Flags and Targets - Algorithmica

The first step of getting high performance from the compiler is to ask for it, which is done with over a hundred different compiler options, attributes, and pragmas.

#Optimization Levels

There are 4 and a half main levels of optimization for speed in GCC:

-O0 is the default one that does no optimizations (although, in a sense, it does optimize: for compilation time).
-O1 (also aliased as -O) does a few “low-hanging fruit” optimizations, almost not affecting the compilation time.
-O2 enables all optimizations that are known to have little to no negative side effects and take a reasonable time to complete (this is what most projects use for production builds).
-O3 does very aggressive optimization, enabling almost all correct optimizations implemented in GCC.
-Ofast does everything in -O3, plus a few more optimizations flags that may break strict standard compliance, but not in a way that would be critical for most applications (e.g., floating-point operations may be rearranged so that the result is off by a few bits in the mantissa).

There are also many other optimization flags that are not included even in -Ofast, because they are very situational, and enabling them by default is more likely to hurt performance rather than improve it — we will talk about some of them in the next section.

#Specifying Targets

The next thing you may want to do is to tell the compiler more about the computer(s) this code is supposed to be run on: the smaller the set of platforms is, the better. By default, it will generate binaries that can run on any relatively new (>2000) x86 CPU. The simplest way to narrow it down is to pass -march flag to specify the exact microarchitecture: -march=haswell. If you are compiling on the same computer that will run the binary, you can use -march=native for auto-detection.

The instruction sets are generally backward-compatible, so it is often enough to just use the name of the oldest microarchitecture you need to support. A more robust approach is to list specific features that the CPU is guaranteed to have: -mavx2, -mpopcnt. When you just want to tune the program for a particular machine without using any instructions that may crash it on incompatible CPUs, you can use the -mtune flag (by default -march=x also implies -mtune=x).

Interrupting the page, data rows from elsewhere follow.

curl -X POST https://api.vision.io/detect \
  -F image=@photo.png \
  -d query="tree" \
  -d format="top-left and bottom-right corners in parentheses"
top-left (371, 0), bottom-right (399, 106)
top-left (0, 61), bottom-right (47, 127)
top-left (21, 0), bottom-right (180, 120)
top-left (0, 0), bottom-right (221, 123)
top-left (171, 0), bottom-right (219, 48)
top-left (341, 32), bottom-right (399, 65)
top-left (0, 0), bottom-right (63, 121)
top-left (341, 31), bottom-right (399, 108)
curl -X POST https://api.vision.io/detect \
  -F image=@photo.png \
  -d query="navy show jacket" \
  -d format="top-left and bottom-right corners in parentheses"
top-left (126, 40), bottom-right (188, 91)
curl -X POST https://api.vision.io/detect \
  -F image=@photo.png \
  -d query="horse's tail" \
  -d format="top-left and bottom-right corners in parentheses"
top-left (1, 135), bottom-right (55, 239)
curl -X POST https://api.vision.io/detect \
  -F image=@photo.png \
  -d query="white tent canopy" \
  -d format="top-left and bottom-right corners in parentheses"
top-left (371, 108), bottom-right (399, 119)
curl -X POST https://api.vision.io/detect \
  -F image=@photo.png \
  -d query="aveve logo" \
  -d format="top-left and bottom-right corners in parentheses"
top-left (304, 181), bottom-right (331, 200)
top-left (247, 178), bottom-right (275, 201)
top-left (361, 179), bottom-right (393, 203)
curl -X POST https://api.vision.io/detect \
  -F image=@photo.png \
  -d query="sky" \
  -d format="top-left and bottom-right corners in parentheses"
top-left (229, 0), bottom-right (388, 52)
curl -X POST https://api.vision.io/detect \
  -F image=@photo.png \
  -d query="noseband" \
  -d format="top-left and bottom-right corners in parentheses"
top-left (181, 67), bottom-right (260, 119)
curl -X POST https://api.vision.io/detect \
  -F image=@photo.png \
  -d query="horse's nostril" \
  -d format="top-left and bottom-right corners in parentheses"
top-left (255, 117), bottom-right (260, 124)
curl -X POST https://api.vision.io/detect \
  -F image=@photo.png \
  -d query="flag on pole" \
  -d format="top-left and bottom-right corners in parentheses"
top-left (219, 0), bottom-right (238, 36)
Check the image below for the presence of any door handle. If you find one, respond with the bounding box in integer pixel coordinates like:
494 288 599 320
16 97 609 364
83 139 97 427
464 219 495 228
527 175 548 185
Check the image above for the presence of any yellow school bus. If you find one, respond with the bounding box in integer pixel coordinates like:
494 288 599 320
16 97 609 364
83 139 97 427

These options can also be specified for a compilation unit with pragmas instead of compilation flags:

#pragma GCC optimize("O3")
#pragma GCC target("avx2")

This is useful when you need to optimize a single high-performance procedure without increasing the build time for the entire project.

#Multiversioned Functions

Sometimes you may also want to provide several architecture-specific implementations in a single library. You can use attribute-based syntax to select between multiversioned functions automatically during compile time:

__attribute__(( target("default") )) // fallback implementation
int popcnt(int x) {
    int s = 0;
    for (int i = 0; i < 32; i++)
        s += (x>>i&1);
    return s;
}

__attribute__(( target("popcnt") )) // used if popcnt flag is enabled
int popcnt(int x) {
    return __builtin_popcount(x);
}

In Clang, you can’t use pragmas to set target and optimization flags from the source code, but you can use attributes the same way as in GCC.